All of lore.kernel.org
 help / color / mirror / Atom feed
From: Song Liu <songliubraving@fb.com>
To: Ilya Leoshkevich <iii@linux.ibm.com>
Cc: Alexei Starovoitov <alexei.starovoitov@gmail.com>,
	Song Liu <song@kernel.org>, bpf <bpf@vger.kernel.org>,
	Network Development <netdev@vger.kernel.org>,
	LKML <linux-kernel@vger.kernel.org>,
	"Alexei Starovoitov" <ast@kernel.org>,
	Daniel Borkmann <daniel@iogearbox.net>,
	"Andrii Nakryiko" <andrii@kernel.org>,
	Kernel Team <Kernel-team@fb.com>,
	"Peter Zijlstra" <peterz@infradead.org>, X86 ML <x86@kernel.org>
Subject: Re: [PATCH v6 bpf-next 6/7] bpf: introduce bpf_prog_pack allocator
Date: Mon, 24 Jan 2022 18:27:11 +0000	[thread overview]
Message-ID: <2AAC8B8C-96F1-400F-AFA6-D4AF41EC82F4@fb.com> (raw)
In-Reply-To: <adec88f9-b3e6-bfe4-c09e-54825a60f45d@linux.ibm.com>



> On Jan 24, 2022, at 4:29 AM, Ilya Leoshkevich <iii@linux.ibm.com> wrote:
> 
> 
> 
> On 1/23/22 02:03, Song Liu wrote:
>>> On Jan 21, 2022, at 6:12 PM, Alexei Starovoitov <alexei.starovoitov@gmail.com> wrote:
>>> 
>>> On Fri, Jan 21, 2022 at 5:30 PM Song Liu <songliubraving@fb.com> wrote:
>>>> 
>>>> 
>>>> 
>>>>> On Jan 21, 2022, at 5:12 PM, Alexei Starovoitov <alexei.starovoitov@gmail.com> wrote:
>>>>> 
>>>>> On Fri, Jan 21, 2022 at 5:01 PM Song Liu <songliubraving@fb.com> wrote:
>>>>>> 
>>>>>> In this way, we need to allocate rw_image here, and free it in
>>>>>> bpf_jit_comp.c. This feels a little weird to me, but I guess that
>>>>>> is still the cleanest solution for now.
>>>>> 
>>>>> You mean inside bpf_jit_binary_alloc?

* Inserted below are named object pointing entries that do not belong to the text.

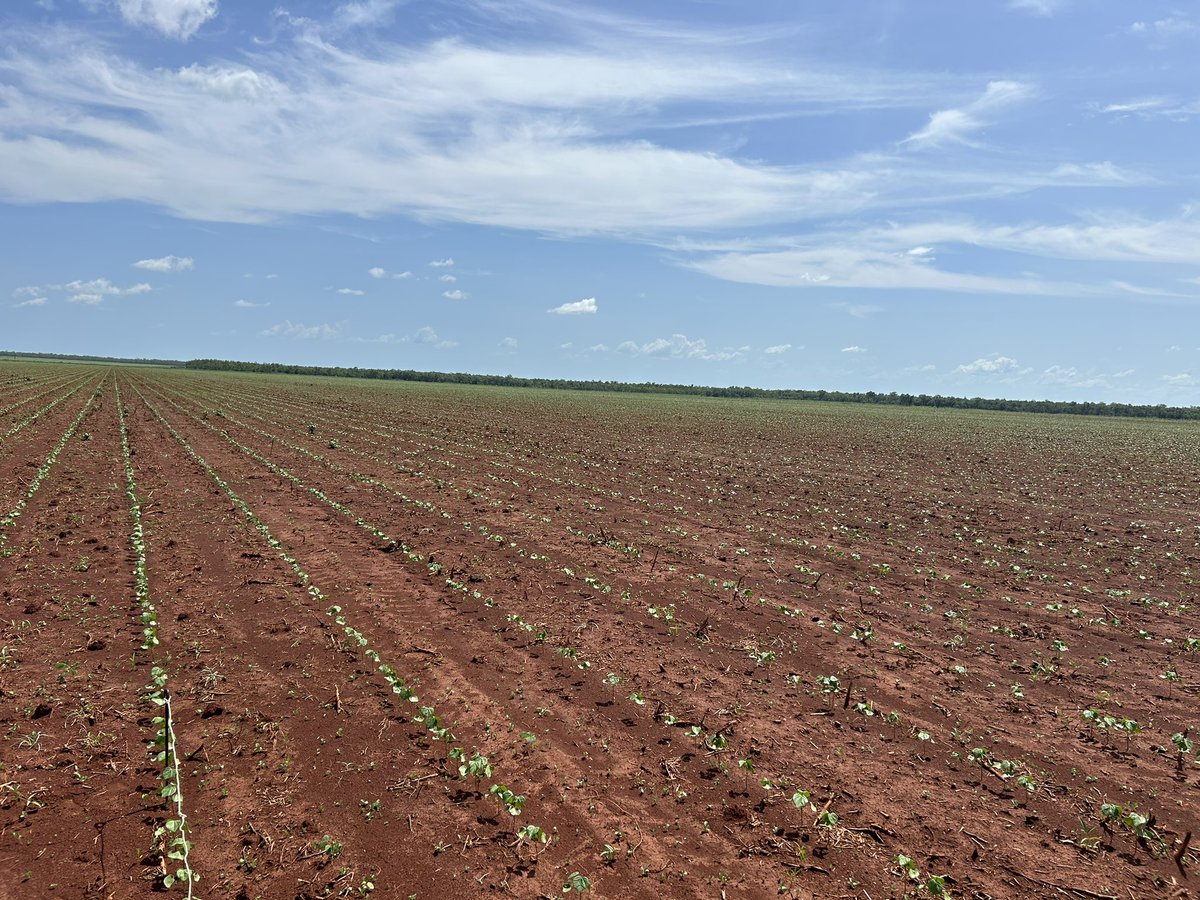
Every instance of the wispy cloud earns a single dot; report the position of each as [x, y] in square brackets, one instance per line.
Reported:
[1039, 7]
[445, 130]
[1182, 379]
[576, 307]
[1167, 28]
[859, 311]
[172, 18]
[166, 264]
[303, 333]
[429, 336]
[991, 366]
[948, 126]
[681, 347]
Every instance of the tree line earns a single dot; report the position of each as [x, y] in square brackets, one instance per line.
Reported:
[892, 399]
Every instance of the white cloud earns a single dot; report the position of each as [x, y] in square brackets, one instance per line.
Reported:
[364, 13]
[95, 291]
[859, 311]
[444, 131]
[952, 126]
[1167, 28]
[1039, 7]
[679, 347]
[577, 307]
[166, 264]
[880, 257]
[429, 336]
[300, 331]
[1152, 108]
[991, 366]
[858, 262]
[1096, 174]
[173, 18]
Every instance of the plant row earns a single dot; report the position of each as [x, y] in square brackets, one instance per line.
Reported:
[474, 766]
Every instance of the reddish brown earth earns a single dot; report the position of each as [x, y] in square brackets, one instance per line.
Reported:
[634, 607]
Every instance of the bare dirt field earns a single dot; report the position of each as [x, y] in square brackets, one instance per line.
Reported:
[322, 637]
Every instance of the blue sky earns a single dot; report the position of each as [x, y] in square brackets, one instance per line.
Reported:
[993, 198]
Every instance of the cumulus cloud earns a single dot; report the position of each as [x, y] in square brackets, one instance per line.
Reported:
[300, 331]
[991, 366]
[173, 18]
[430, 336]
[576, 307]
[89, 292]
[167, 264]
[952, 126]
[105, 287]
[679, 347]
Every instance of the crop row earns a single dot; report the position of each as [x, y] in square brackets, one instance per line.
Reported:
[474, 766]
[171, 837]
[9, 520]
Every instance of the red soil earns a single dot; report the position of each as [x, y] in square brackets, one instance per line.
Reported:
[627, 604]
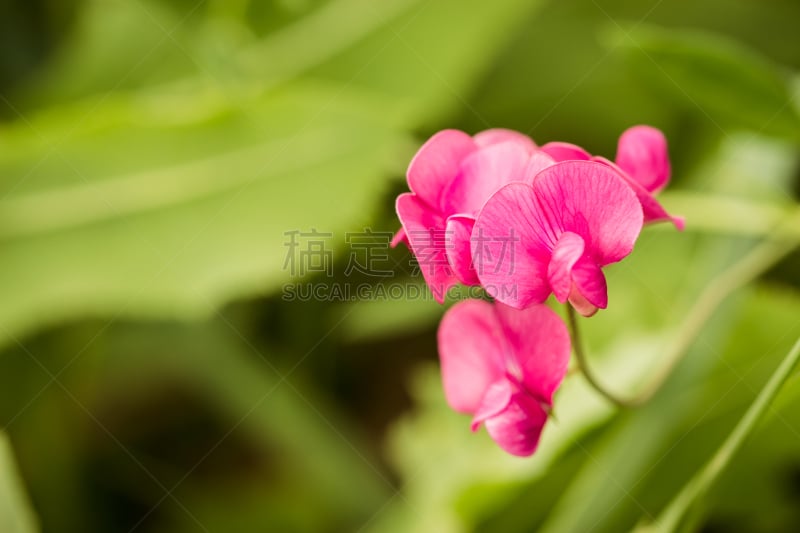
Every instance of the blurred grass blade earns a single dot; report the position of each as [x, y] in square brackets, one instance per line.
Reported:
[156, 204]
[16, 515]
[670, 519]
[727, 82]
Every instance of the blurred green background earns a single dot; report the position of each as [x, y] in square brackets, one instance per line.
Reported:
[155, 153]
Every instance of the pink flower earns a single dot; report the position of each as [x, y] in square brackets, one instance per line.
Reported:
[642, 161]
[450, 178]
[502, 366]
[556, 235]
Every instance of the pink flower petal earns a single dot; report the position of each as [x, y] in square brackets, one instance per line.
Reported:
[494, 401]
[518, 427]
[483, 172]
[500, 135]
[581, 304]
[561, 151]
[589, 199]
[566, 253]
[538, 162]
[642, 153]
[426, 233]
[508, 251]
[470, 350]
[437, 163]
[652, 209]
[459, 255]
[539, 342]
[399, 237]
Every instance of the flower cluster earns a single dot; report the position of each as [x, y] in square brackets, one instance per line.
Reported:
[523, 221]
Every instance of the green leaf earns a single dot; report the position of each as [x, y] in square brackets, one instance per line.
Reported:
[156, 204]
[429, 57]
[671, 517]
[16, 515]
[727, 82]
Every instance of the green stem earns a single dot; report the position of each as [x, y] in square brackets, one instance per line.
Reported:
[583, 364]
[671, 517]
[752, 265]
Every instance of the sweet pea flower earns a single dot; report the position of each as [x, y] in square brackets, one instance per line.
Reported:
[502, 366]
[642, 161]
[450, 178]
[555, 235]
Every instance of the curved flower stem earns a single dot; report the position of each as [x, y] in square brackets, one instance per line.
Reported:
[588, 373]
[755, 263]
[672, 516]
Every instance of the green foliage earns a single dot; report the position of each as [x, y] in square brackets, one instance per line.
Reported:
[15, 512]
[153, 155]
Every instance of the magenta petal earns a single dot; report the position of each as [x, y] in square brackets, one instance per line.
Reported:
[518, 427]
[561, 151]
[651, 208]
[508, 252]
[537, 162]
[482, 173]
[500, 135]
[426, 233]
[589, 280]
[642, 153]
[459, 255]
[437, 163]
[589, 199]
[539, 342]
[568, 250]
[470, 350]
[399, 237]
[494, 401]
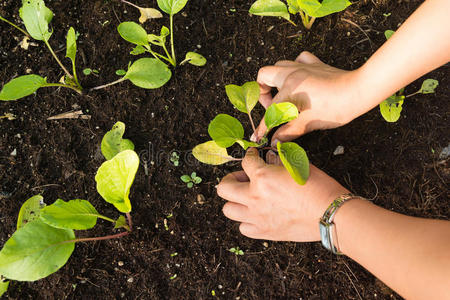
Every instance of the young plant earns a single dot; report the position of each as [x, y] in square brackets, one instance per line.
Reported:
[45, 236]
[191, 180]
[236, 251]
[308, 10]
[36, 17]
[226, 130]
[391, 108]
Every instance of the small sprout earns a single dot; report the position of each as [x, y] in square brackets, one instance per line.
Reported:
[89, 71]
[121, 72]
[236, 251]
[191, 180]
[175, 158]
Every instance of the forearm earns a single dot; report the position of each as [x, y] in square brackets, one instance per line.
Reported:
[419, 46]
[409, 254]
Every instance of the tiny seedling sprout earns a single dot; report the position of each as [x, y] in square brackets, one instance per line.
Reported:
[225, 131]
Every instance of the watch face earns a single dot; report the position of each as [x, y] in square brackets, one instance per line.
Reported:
[325, 234]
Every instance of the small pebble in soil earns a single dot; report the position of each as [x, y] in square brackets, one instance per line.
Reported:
[339, 150]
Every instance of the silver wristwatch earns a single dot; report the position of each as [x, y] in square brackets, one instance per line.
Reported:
[327, 227]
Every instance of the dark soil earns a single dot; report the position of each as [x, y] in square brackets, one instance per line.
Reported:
[396, 165]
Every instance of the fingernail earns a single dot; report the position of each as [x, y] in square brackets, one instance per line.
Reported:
[274, 143]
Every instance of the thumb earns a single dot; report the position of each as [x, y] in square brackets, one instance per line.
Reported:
[308, 58]
[252, 162]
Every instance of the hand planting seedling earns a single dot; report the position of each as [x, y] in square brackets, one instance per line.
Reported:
[175, 159]
[36, 17]
[308, 10]
[226, 130]
[45, 237]
[191, 180]
[391, 108]
[236, 251]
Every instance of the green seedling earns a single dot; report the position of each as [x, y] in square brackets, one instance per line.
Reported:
[175, 159]
[236, 251]
[136, 34]
[392, 107]
[191, 180]
[45, 237]
[37, 17]
[89, 71]
[309, 10]
[225, 131]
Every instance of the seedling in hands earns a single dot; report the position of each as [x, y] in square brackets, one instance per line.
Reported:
[36, 17]
[45, 236]
[392, 107]
[226, 130]
[191, 180]
[175, 159]
[308, 10]
[236, 251]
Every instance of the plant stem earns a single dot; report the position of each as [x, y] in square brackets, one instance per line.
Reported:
[15, 26]
[100, 238]
[171, 41]
[57, 59]
[129, 3]
[108, 84]
[63, 85]
[251, 121]
[130, 223]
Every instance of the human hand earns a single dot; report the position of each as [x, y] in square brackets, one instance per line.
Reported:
[324, 95]
[271, 205]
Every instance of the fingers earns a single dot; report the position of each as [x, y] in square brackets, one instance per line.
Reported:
[307, 58]
[272, 158]
[236, 212]
[274, 76]
[252, 162]
[232, 189]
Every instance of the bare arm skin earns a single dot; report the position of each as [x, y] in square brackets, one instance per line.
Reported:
[411, 255]
[328, 97]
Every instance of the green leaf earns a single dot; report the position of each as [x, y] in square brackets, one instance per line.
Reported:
[21, 87]
[185, 178]
[212, 154]
[428, 86]
[314, 8]
[244, 97]
[71, 49]
[35, 251]
[225, 130]
[30, 210]
[75, 214]
[3, 287]
[280, 113]
[171, 7]
[112, 142]
[148, 73]
[195, 59]
[137, 50]
[295, 161]
[36, 17]
[121, 222]
[245, 144]
[115, 177]
[133, 32]
[271, 8]
[391, 108]
[388, 33]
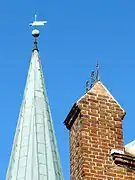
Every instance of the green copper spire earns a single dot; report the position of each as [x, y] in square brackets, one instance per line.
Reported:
[34, 154]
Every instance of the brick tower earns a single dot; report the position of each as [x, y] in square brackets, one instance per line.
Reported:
[96, 138]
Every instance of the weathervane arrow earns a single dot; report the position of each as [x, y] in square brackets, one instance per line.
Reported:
[37, 23]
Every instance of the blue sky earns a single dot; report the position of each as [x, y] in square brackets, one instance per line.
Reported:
[78, 34]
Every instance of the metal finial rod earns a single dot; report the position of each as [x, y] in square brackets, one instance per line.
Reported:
[97, 72]
[92, 79]
[87, 86]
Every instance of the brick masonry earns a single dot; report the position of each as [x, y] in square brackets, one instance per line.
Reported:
[96, 130]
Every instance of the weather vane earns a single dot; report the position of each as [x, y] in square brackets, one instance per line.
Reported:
[36, 32]
[37, 23]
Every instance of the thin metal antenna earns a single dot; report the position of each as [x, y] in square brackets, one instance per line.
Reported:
[87, 86]
[92, 78]
[97, 72]
[35, 17]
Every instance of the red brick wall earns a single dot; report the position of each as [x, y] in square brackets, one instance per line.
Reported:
[97, 130]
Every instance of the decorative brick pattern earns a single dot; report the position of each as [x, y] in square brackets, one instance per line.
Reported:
[97, 130]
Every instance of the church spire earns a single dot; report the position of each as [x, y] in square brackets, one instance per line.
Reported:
[34, 154]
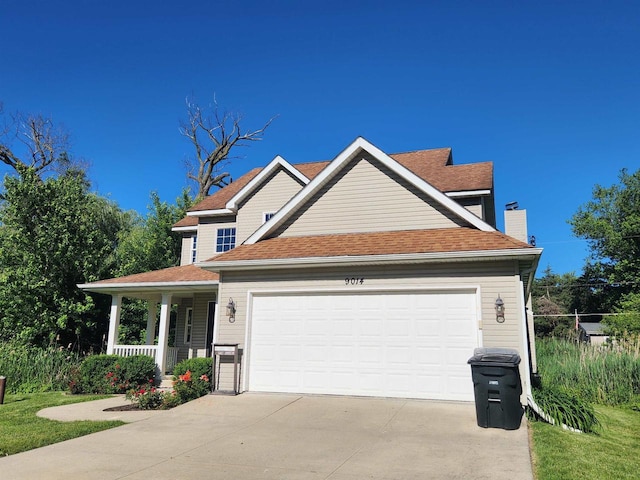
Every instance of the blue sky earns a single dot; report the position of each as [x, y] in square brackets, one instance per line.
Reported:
[548, 91]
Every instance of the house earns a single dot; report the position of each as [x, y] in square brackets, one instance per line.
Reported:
[370, 274]
[593, 333]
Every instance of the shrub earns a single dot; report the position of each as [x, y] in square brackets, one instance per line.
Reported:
[96, 374]
[138, 369]
[567, 409]
[33, 369]
[192, 378]
[115, 374]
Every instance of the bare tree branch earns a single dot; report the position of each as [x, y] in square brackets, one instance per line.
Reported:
[213, 136]
[45, 143]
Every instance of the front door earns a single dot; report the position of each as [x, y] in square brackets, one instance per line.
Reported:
[211, 310]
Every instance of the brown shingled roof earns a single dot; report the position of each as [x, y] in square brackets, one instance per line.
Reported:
[433, 165]
[185, 273]
[377, 243]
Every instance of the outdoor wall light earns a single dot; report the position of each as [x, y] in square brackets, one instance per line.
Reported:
[231, 310]
[499, 310]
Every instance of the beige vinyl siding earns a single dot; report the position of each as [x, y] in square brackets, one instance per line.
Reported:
[515, 224]
[183, 351]
[200, 305]
[367, 197]
[270, 197]
[199, 332]
[207, 232]
[492, 278]
[185, 250]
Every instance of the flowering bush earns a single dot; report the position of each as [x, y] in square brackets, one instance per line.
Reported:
[188, 388]
[147, 399]
[113, 374]
[150, 398]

>>>>> That won't be arch independent.
>>>>> It needs to be split into generic piece that stays in core.c
>>>>> and callbacks like bpf_jit_fill_hole_t
>>>>> or into multiple helpers with prep in-between.
>>>>> Don't worry if all archs need to be touched.
>>>> 
>>>> How about we introduce callback bpf_jit_set_header_size_t? Then we
>>>> can split x86's jit_fill_hole() into two functions, one to fill the
>>>> hole, the other to set size. The rest of the logic gonna stay the same.
>>>> 
>>>> Archs that do not use bpf_prog_pack won't need bpf_jit_set_header_size_t.
>>> 
>>> That's not any better.
>>> 
>>> Currently the choice of bpf_jit_binary_alloc_pack vs bpf_jit_binary_alloc
>>> leaks into arch bits and bpf_prog_pack_max_size() doesn't
>>> really make it generic.
>>> 
>>> Ideally all archs continue to use bpf_jit_binary_alloc()
>>> and magic happens in a generic code.
>>> If not then please remove bpf_prog_pack_max_size(),
>>> since it doesn't provide much value and pick
>>> bpf_jit_binary_alloc_pack() signature to fit x86 jit better.
>>> It wouldn't need bpf_jit_fill_hole_t callback at all.
>>> Please think it through so we don't need to redesign it
>>> when another arch will decide to use huge pages for bpf progs.
>>> 
>>> cc-ing Ilya for ideas on how that would fit s390.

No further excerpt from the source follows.